Cambrian Genomics
- Industry: Biotechnology
- Founded: San Francisco, United States (2011)
- Founder: Austen Heinz
- Headquarters: San Francisco
- Website: cambriangenomics.com

= Cambrian Genomics =

American biotechnology company

Cambrian Genomics was a biotechnology company based in San Francisco which used a laser-based technique to synthesize DNA. Cambrian Genomics produced genetic material for a 2013 effort to produce genetically modified glowing plants for sale to the public. A Kickstarter campaign raised $500,000 for the Glowing Plant project.

Cambrian Genomics maintained that it could make any life form by laser printing DNA. It was able to print DNA for companies such as Roche, GlaxoSmithKline, and Thermo Fisher Scientific. The company received investments from investors such as Peter Thiel, Bre Pettis from Makerbot, Bryan Johnson from Braintree, Jeff Hammerbacher from Cloudera, Carl Bass and Jeff Kowalski of Autodesk, Dave Friedberg from Climate Corporation, and VC firms. It later promoted that its customers can design new creatures by modifying the genetic codes of plants and animals using a computer.

In 2014, Cambrian Genomics raised a $10 million round of funding intended for printing DNA for customers in the industrial chemical and agricultural industries.

The company's founder, Austen Heinz, committed suicide at the age of 31 on May 24, 2015.

The company encountered difficulties getting plants to emit significant amounts of light, and announced via email in December 2017 that it had exhausted other money-earning bioluminescence ideas and was ceasing operations.
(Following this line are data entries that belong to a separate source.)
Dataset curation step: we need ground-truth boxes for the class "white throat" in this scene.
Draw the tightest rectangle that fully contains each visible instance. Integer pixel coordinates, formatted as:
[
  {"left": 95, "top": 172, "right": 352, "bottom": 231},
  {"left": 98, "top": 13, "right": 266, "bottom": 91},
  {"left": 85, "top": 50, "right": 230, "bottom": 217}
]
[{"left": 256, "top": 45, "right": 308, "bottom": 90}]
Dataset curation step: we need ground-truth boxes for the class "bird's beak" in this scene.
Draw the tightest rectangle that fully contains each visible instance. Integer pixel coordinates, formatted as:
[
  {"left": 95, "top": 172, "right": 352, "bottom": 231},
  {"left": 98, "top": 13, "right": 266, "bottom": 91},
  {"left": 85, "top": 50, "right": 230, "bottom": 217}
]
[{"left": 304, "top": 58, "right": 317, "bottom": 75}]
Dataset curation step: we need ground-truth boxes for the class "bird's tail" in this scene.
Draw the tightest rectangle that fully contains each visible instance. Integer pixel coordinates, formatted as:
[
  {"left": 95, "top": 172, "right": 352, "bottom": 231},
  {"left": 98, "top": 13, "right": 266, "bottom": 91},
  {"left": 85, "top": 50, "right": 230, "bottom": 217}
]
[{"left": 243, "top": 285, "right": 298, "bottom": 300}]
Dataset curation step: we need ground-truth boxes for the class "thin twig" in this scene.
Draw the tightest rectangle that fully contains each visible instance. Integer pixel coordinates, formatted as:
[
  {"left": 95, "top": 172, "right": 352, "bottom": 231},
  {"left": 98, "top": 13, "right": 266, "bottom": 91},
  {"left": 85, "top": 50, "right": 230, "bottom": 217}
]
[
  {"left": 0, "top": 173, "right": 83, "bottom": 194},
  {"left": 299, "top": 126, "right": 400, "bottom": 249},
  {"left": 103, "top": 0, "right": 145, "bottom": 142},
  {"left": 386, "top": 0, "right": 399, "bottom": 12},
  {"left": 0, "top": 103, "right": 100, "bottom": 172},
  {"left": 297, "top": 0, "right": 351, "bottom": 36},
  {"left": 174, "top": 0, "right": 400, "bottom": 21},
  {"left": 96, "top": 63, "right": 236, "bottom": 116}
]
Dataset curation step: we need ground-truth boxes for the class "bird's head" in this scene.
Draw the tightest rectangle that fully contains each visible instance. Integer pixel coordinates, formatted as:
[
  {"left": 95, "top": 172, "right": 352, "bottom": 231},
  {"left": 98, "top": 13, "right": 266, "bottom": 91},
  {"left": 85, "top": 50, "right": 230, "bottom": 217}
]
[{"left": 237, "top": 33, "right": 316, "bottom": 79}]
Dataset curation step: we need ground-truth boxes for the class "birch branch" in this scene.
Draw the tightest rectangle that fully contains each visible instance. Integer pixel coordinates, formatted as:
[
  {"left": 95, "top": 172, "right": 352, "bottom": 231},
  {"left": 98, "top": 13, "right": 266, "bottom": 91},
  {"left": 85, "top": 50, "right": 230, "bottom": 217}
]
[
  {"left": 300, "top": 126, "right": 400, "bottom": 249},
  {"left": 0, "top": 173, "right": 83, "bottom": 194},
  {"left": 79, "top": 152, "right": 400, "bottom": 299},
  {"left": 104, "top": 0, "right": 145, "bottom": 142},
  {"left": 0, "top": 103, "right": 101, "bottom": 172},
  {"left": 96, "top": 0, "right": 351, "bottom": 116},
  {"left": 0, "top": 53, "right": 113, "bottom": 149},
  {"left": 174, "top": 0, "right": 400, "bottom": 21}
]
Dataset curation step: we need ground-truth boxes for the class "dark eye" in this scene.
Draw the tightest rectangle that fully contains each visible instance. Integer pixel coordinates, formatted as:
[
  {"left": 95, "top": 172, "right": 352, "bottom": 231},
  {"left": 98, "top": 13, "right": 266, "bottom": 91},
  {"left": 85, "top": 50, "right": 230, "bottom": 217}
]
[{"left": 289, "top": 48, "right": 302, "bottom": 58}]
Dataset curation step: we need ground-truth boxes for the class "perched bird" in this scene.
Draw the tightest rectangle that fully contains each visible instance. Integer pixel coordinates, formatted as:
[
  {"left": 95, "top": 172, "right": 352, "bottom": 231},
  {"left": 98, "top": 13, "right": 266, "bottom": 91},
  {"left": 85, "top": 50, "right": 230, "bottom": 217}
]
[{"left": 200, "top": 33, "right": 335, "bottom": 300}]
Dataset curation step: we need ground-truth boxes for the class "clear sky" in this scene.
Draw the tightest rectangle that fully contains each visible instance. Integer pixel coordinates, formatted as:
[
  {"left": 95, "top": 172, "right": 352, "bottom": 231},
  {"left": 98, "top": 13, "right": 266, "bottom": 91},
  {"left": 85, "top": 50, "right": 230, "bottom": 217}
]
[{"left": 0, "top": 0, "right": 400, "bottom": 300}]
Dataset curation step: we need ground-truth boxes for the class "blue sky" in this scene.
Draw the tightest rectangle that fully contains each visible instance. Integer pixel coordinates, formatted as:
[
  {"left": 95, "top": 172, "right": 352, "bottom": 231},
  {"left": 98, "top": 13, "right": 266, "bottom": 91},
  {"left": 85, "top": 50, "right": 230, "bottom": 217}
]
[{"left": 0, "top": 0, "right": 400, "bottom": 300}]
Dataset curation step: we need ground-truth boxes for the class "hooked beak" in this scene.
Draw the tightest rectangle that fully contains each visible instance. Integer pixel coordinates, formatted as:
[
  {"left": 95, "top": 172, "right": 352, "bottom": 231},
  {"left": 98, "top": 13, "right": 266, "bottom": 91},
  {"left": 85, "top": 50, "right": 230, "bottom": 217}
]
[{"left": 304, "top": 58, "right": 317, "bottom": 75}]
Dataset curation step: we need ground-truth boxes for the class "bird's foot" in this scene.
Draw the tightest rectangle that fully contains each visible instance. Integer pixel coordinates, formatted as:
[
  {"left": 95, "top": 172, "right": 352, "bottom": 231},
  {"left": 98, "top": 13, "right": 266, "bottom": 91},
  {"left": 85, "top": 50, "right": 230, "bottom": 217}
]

Cambrian Genomics used commercially available genome sequencers, as well as a sequencer built by Heinz. The sequencer allowed them to recover the underlying DNA rather than destroying it in the sequencing process. The company then used laser-pulse catapulting to eject copies of DNA. Clients could use polymerase chain reaction to copy that new synthetic DNA and insert it into cells.